Wow what a scorcher! December weather here in Marbella and the Malaga province has been fantastic for holidaymakers, businesses and airlines. However the cost to the environment has been extensive.
The official Costa del Sol weather station recorded the hottest December day in Spain on record with almost 30 degrees. The temperature was recorded on 12 December at Malaga airport and smashed the previous high registered 25 years ago – by almost 5 degrees.
On the flip side, the continuous sunny weather, seasonally high temperatures and lack of rain have had a catastrophic impact on water levels. Malaga was set to go into red alert drought level in early 2024 if rains don’t arrive.
The red level warnings have already been in place in the Axarquia and on the western strip of the Costa del Sol for some months.

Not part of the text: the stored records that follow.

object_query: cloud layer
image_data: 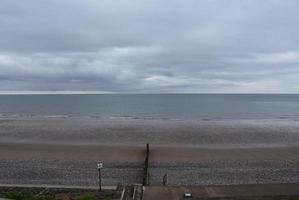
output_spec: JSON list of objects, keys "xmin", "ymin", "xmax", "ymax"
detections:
[{"xmin": 0, "ymin": 0, "xmax": 299, "ymax": 93}]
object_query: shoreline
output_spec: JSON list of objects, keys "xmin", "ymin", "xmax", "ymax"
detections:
[{"xmin": 0, "ymin": 119, "xmax": 299, "ymax": 186}]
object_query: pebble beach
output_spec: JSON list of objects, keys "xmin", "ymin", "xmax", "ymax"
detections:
[{"xmin": 0, "ymin": 118, "xmax": 299, "ymax": 187}]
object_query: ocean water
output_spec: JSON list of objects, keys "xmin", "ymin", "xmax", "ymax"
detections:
[{"xmin": 0, "ymin": 94, "xmax": 299, "ymax": 121}]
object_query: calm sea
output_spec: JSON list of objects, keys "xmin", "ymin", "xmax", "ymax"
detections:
[{"xmin": 0, "ymin": 94, "xmax": 299, "ymax": 120}]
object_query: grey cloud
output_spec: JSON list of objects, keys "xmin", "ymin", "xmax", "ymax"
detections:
[{"xmin": 0, "ymin": 0, "xmax": 299, "ymax": 93}]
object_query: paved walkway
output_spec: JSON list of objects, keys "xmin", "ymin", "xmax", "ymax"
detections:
[{"xmin": 143, "ymin": 183, "xmax": 299, "ymax": 200}]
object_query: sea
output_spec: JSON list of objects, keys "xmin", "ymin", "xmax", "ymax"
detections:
[{"xmin": 0, "ymin": 94, "xmax": 299, "ymax": 121}]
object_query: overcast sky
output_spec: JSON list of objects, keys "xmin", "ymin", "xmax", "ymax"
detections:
[{"xmin": 0, "ymin": 0, "xmax": 299, "ymax": 93}]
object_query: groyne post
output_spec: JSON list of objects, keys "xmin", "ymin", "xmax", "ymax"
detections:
[{"xmin": 142, "ymin": 143, "xmax": 149, "ymax": 186}]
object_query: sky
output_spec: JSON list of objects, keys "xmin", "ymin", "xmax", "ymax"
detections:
[{"xmin": 0, "ymin": 0, "xmax": 299, "ymax": 93}]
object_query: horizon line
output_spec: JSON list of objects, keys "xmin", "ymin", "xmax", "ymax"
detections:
[{"xmin": 0, "ymin": 90, "xmax": 299, "ymax": 95}]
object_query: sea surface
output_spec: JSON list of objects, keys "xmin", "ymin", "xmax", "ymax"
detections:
[{"xmin": 0, "ymin": 94, "xmax": 299, "ymax": 121}]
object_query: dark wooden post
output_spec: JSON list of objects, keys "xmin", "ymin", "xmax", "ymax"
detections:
[{"xmin": 142, "ymin": 143, "xmax": 149, "ymax": 186}]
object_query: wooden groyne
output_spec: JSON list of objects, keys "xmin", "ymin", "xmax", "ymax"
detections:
[{"xmin": 142, "ymin": 144, "xmax": 149, "ymax": 186}]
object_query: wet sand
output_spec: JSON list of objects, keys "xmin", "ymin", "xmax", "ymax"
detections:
[{"xmin": 0, "ymin": 119, "xmax": 299, "ymax": 186}]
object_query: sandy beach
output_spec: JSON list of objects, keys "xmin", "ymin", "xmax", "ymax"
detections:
[{"xmin": 0, "ymin": 119, "xmax": 299, "ymax": 186}]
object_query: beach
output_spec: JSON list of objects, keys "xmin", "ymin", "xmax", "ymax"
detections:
[{"xmin": 0, "ymin": 118, "xmax": 299, "ymax": 187}]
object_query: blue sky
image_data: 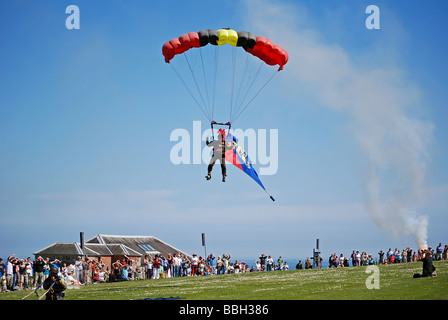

What was promised to be a wet autumn, didn’t turn out to be and that is reflected in the water reserves. The rainfall collected in the Guadalhorce reservoirs this autumn is an insufficient 47mm. Supply in three crucial Guadalhorce valley reservoirs that feed Malaga city is now dwindling and the level has dropped below the 71 cubic hectometre barrier set by the Junta de Andalucía.
However the Marbella desalination plant is now operating at its maximum capacity possible during refurbishment works. Some 21% of the supply to the coast comes from this plant.
President of the Andalucia Regional Government Juanma Moreno has proposed that construction start on new desalination plants as soon as possible and be operational by 2027 to combat ongoing drought conditions.